I think the fundamental disagreement between us is that I think we need to figure out what workflows we want, and then design the best tools to enable those workflows, while you prefer a more bottom up approach where we invent lots of cool tools and then leave users to figure out how to cobble them together into something that works for them. Of course you always want to leave room for people to adapt and innovate, but IMO the biggest complaints from users all come down to how our tools are all mechanism, no policy. That’s why virtualenv is confusing – you have to understand the whole model of how it works before you can do anything with it. But I don’t see any evidence that PEP 582 will actually be simpler in practice, because it’s also all mechanism, no policy.

If users have to know about these limitations, and these workarounds, then IMO the proposal has failed. The only reason we’re even talking about this is the hope that it’s simpler to use than virtualenvs.

pf_moore · April 10, 2019, 2:26pm

I don’t know what Nick had in mind with this comment, but I know what I would consider to be the key point of the future plans for the PyPA, which is to strongly focus on interoperability standards that allow tools to build from a solid foundation up.

In that context, we don’t yet have a standard for “the layout of a Python environment”, but “Like a virtual environment (or a normal Python installation)” is the current de facto standard. PEP 582 is essentially trying to modify that baseline¹, but it’s doing so not by starting with “let’s standardise what we have, and then extend it for a new use case”, but by simply adding more complexity onto an already complex, non-standardised structure. That would of necessity result in adding yet more adhoc, implementation-specific code to tools like pip, making the eventual job of having to standardise the layout even harder.

So, from a “PyPA direction” point of view, I’d request that this PEP be replaced by one that first standardises the current “installed package environment” layout (something like the never-completed PEP 262), and only then extends it with a new local packages structure, if needed.

¹ You’re trying to modify the existing layout precisely because you need tool support from pip etc.

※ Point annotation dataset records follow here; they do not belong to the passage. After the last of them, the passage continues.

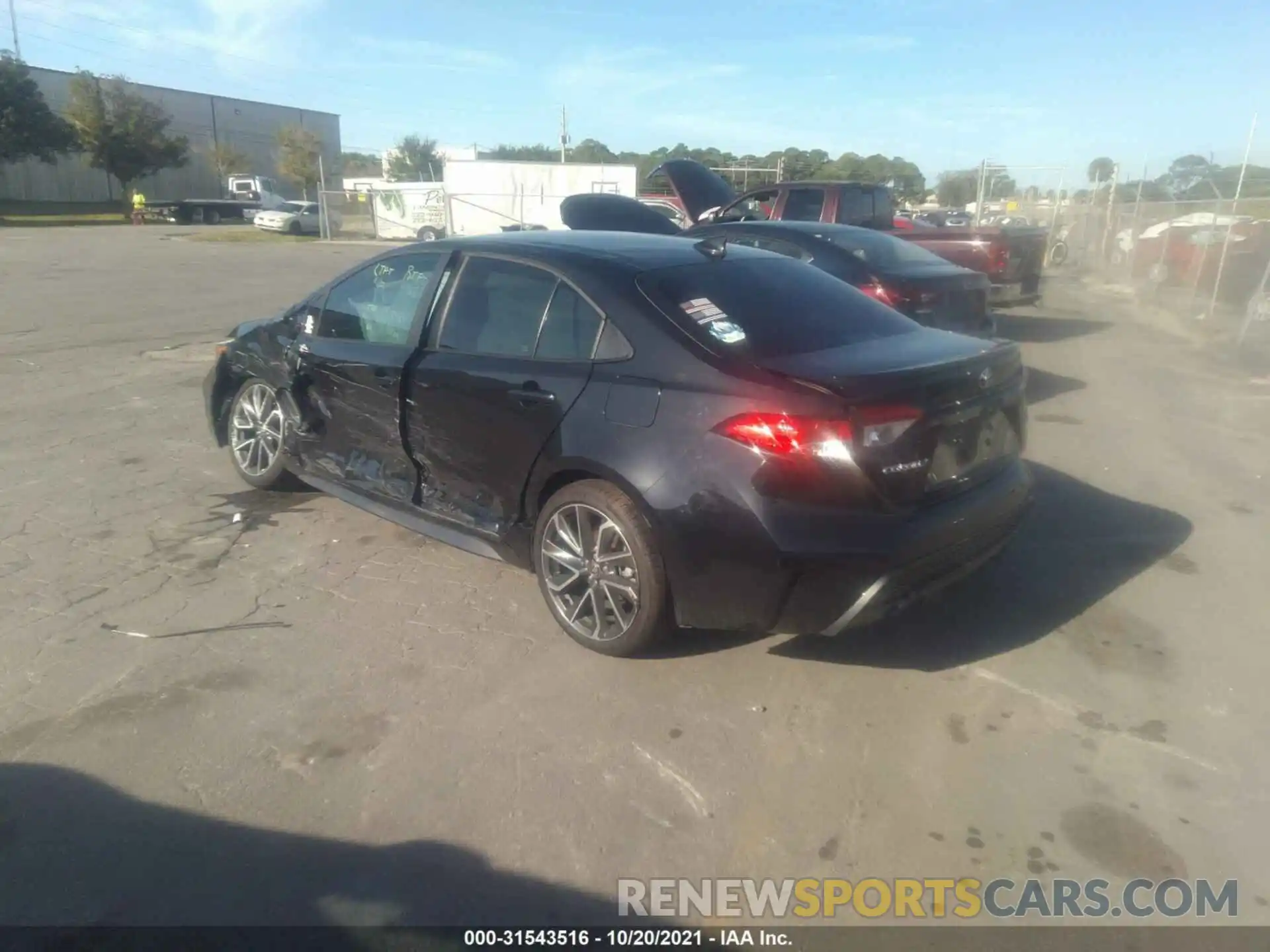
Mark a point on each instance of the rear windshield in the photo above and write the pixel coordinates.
(775, 307)
(883, 252)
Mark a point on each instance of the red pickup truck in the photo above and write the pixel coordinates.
(1011, 258)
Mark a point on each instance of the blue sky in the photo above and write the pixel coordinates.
(944, 83)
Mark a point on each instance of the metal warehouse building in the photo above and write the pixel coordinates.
(206, 120)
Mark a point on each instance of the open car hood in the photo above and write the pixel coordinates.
(609, 212)
(698, 188)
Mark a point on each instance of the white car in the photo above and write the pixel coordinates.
(296, 219)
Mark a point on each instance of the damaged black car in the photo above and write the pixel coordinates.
(668, 433)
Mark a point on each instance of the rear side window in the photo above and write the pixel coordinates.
(571, 328)
(855, 206)
(803, 205)
(759, 309)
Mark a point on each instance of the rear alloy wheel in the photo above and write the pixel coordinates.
(600, 571)
(255, 434)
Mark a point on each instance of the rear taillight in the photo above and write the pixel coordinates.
(790, 436)
(783, 434)
(879, 292)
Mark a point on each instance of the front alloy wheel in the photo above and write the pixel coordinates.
(255, 434)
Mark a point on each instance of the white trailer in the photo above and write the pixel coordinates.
(409, 210)
(486, 196)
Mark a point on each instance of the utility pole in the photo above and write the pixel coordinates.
(978, 201)
(13, 22)
(1235, 211)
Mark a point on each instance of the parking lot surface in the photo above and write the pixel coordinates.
(334, 720)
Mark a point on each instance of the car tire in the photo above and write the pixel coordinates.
(263, 462)
(611, 557)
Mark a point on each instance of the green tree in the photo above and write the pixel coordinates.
(1187, 177)
(592, 150)
(122, 132)
(414, 159)
(1100, 169)
(28, 127)
(955, 190)
(299, 154)
(1000, 184)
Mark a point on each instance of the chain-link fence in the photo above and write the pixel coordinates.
(1214, 251)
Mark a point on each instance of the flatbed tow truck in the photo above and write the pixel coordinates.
(249, 194)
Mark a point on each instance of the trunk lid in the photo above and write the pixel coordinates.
(969, 395)
(698, 188)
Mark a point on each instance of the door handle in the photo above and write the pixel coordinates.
(531, 395)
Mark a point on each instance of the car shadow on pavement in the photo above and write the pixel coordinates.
(1076, 546)
(1044, 329)
(77, 852)
(1043, 385)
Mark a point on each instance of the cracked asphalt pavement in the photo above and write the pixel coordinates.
(331, 719)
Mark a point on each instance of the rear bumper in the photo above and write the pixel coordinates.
(933, 549)
(738, 560)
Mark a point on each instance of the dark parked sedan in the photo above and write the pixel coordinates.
(921, 285)
(666, 432)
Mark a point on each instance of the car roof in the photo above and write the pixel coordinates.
(635, 251)
(812, 183)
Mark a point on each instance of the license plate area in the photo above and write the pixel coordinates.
(968, 441)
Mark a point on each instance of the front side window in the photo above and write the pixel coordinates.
(766, 244)
(497, 307)
(507, 309)
(379, 302)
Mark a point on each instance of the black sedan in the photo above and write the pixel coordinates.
(907, 277)
(668, 433)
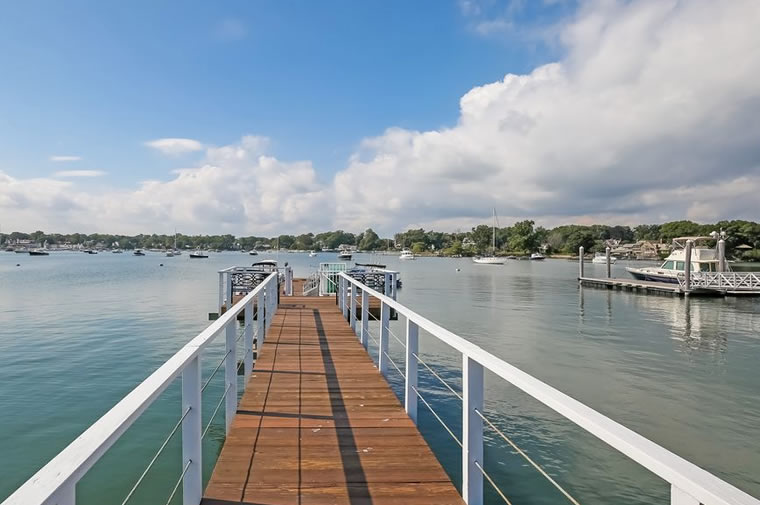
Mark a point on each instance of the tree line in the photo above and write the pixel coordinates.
(520, 238)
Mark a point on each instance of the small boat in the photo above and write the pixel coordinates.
(406, 254)
(601, 259)
(492, 259)
(703, 259)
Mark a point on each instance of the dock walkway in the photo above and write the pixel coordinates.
(318, 424)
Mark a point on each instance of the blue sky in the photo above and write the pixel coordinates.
(263, 117)
(98, 79)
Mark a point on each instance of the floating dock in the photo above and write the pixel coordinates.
(319, 424)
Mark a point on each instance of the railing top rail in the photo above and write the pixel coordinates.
(695, 481)
(79, 456)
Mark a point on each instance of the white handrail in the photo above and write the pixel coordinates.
(691, 485)
(54, 483)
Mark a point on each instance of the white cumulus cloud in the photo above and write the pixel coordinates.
(175, 146)
(79, 173)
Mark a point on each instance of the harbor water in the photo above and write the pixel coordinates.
(78, 332)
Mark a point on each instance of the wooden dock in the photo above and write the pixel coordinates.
(318, 424)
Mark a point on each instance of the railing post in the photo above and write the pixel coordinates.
(472, 431)
(607, 260)
(228, 293)
(679, 497)
(352, 316)
(382, 359)
(687, 266)
(230, 375)
(260, 323)
(192, 484)
(365, 318)
(65, 495)
(412, 348)
(221, 291)
(248, 351)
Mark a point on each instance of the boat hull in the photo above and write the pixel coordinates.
(644, 275)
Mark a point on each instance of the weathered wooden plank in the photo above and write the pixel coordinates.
(319, 424)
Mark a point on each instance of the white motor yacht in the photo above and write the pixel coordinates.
(601, 259)
(406, 254)
(703, 259)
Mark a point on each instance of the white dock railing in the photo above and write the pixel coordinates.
(689, 484)
(55, 483)
(721, 281)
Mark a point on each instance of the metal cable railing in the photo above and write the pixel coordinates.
(432, 411)
(493, 484)
(394, 365)
(155, 457)
(205, 430)
(527, 458)
(179, 481)
(419, 360)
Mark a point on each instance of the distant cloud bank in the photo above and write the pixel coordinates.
(651, 115)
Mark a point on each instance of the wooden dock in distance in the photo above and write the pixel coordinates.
(659, 288)
(318, 424)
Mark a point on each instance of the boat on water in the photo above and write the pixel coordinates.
(406, 254)
(703, 259)
(492, 259)
(601, 259)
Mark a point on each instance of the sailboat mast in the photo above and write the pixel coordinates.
(493, 240)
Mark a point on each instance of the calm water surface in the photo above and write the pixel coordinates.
(77, 332)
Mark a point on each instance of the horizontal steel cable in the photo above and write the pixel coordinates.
(436, 375)
(490, 480)
(394, 365)
(215, 370)
(437, 417)
(522, 453)
(181, 477)
(155, 457)
(215, 411)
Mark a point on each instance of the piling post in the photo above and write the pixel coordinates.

If you were to say that it was a purely runtime layout, and users would have to manually copy files into the __pypackages__ directory, then I’d be OK with ignoring this proposal (except to vote against it because I think it’ll die without tool support )

pf_moore · April 10, 2019, 2:30pm

Agreed (sorry for the low-content post, but there’s no way to “like” a part of a post in Discourse).

Not enough guidance on “best practice” (i.e., too much mechanism, not enough policy) is one of the major complaints we see in the packaging environment, and it’s why “opinionated guides” are often so popular.

ncoghlan · April 10, 2019, 2:31pm

Because environment markers allow the dependency resolution tree to arbitrarily change between platforms and Python versions, and there’s no guarantee that all projects will work correctly if platform-specific dependencies for other platforms are present in a franken-environment.

As a simple example: if a library is able to successfully import pywin32, they may interpret that as sufficient indication that they should use their Windows-specific paths without checking the running platform directly. Now, it could easily be said that such a project has a bug, and they should fix their bug, but the fact is that with out-of-tree virtual environments, system wide installations, and per-user installations, doing something like that will probably work fine in practice, since projects typically aren’t even going to try to install pywin32 as a dependency when running anywhere other than Windows.

The way that virtual environments deal with this problem is to associate each virtual environment with a specific interpreter, and then avoid sharing them between interpreters, and only copy virtual environments between compatible platforms. I’d like PEP 582 to adopt those same recommended practices.

steve.dower · April 10, 2019, 2:34pm

I’m going to use post 100 in this thread to withdraw my efforts for this proposal (I’ll leave it to the other authors to withdraw the PEP itself if they want to).

Clearly the packaging status quo is too entrenched to ever shift, so I’ll spend my time on more fruitful ideas.